The goal of the present study was not optimal fixation prediction but rather a comparison of movement saliencies in dynamic and static viewing conditions. Still, we would like to comment on our effect size in relation to previous studies (Carmi & Itti,
2006; Itti & Baldi,
2009; Le Meur et al.,
2007; Marat et al.,
2009; Vig et al.,
2009; Vig et al.,
2012). This is not straightforward because the metrics quantifying saliency differ across studies (Wilming et al.,
2011). Here, we have employed the AUC measure that has become a standard since its introduction into the field (Tatler et al.,
2005). A recent review (Wilming et al.,
2011) combining theoretical and empirical evaluations of several saliency metrics concludes that for the type of the data recorded here AUC is the best choice. Furthermore, methodological preferences, such as the choice of which regions that are not fixated will be compared with fixated ones (Carmi & Itti,
2006; D. Parkhurst et al.,
2002; Tatler,
2007), have a large influence on the value of the saliency metric. Most importantly, the central bias (D. Parkhurst et al.,
2002; Tatler
2007)—the tendency of observers to select relatively more saccade endpoints around the center of the screen—appears as a strong predictor of fixations in the absence of any information about image content (Tatler
2007). Accordingly, Wilming and colleagues (
2011) suggest that the fixation predictability of central bias must be a lower boundary that any saliency measure has to surpass. For instance, the dynamic saliency model that Le Meur et al. (
2007) proposed, albeit better than other saliency models they have tested, performs worse than the central bias. One way to control for the central bias, as is done in the current study, is to select actual and control fixations with identical spatial (Açık et al.,
2009; Einhäuser & König,
2003; Tatler et al.,
2005) and temporal (Vig et al.,
2009; Vig et al.,
2012) distributions. The present bias-controlled dynamic feature AUC of 0.60 is comparable with the saliency of individual static features previously reported (Açık et al.,
2010; Mital et al.,
2011; Tatler et al.,
2005).
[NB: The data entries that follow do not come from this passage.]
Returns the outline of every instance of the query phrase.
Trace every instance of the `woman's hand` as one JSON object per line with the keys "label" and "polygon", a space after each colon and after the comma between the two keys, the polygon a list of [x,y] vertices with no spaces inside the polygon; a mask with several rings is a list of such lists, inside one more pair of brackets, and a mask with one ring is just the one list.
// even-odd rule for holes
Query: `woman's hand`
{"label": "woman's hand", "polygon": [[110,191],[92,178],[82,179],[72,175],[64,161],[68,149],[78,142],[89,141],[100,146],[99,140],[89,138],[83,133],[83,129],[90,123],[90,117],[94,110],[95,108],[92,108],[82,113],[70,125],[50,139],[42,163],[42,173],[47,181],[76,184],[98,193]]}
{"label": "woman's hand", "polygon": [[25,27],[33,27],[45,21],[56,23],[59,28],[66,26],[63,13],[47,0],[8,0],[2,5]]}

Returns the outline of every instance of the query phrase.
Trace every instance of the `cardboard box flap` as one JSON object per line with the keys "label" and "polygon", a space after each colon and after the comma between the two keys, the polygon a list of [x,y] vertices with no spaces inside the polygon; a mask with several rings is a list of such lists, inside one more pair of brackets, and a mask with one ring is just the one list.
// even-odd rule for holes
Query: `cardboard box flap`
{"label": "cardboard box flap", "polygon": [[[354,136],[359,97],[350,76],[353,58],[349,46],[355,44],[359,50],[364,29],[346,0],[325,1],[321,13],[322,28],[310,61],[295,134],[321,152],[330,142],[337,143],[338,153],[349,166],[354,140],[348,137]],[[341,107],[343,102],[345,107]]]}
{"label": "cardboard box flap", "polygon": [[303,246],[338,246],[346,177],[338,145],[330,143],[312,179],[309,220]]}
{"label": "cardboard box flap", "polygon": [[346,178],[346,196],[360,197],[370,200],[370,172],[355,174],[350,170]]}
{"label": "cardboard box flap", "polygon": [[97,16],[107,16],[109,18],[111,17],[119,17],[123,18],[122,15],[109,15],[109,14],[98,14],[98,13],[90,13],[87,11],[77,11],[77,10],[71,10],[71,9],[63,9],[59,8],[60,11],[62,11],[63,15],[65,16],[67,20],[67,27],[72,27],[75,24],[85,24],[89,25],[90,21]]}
It is of note here that dynamic feature AUCs reach higher values around 0.70 for those portions of video viewing in which the fixated locations of different participants tend to form tight clusters (Mital et al.,
2011). Carmi and Itti (
2006) use low-resolution movie clips and a percentile metric that, as AUC, is bound between 0.50 and 1 and report values around 0.70 for their dynamic saliency map modeling. Nevertheless, they take as the actual fixation point the maximally salient location in a circle with a radius of 3.15° around the measured saccade endpoint (Carmi & Itti,
2006); accordingly, the real saliency is expected to be lower. The “surprise” measure (Itti & Baldi,
2009) quantifies the unexpectedness of spatiotemporal events in movies using Bayes' theorem. Even though no direct comparisons are made, the surprise measure appears to outperform the previous models of Itti and colleagues (Carmi & Itti,
2006; Peters et al.,
2005, cf. Itti & Baldi,
2009). The most recent spatiotemporal intrinsic dimensionality analysis of Vig and colleagues (
2012) reaches a bias-free AUC of 0.70, which is, to the best of our knowledge, the highest value reported in studies that employ free viewing and similar stimuli. What is common to these dynamic saliency studies is their integration of dynamic and static information. While the Itti lab (Carmi & Itti,
2006; Itti & Baldi,
2009) computes static and dynamic features separately and then pools them, Vig et al. (
2012) measure the saliency of spatiotemporal features. Moreover, in these studies, the features of interest are computed at multiple temporal and spatial scales, and fixation predictability is measured after the information from all scales is combined. Here, we have computed each feature at a single spatial and temporal scale, and the dynamic features were extracted from differences between two frames only. In summary, for studies aimed at optimal fixation prediction, combining dynamic and static information at several temporal and spatial scales appears to be the most fruitful methodology, an idea that our statistical dependence analysis supports.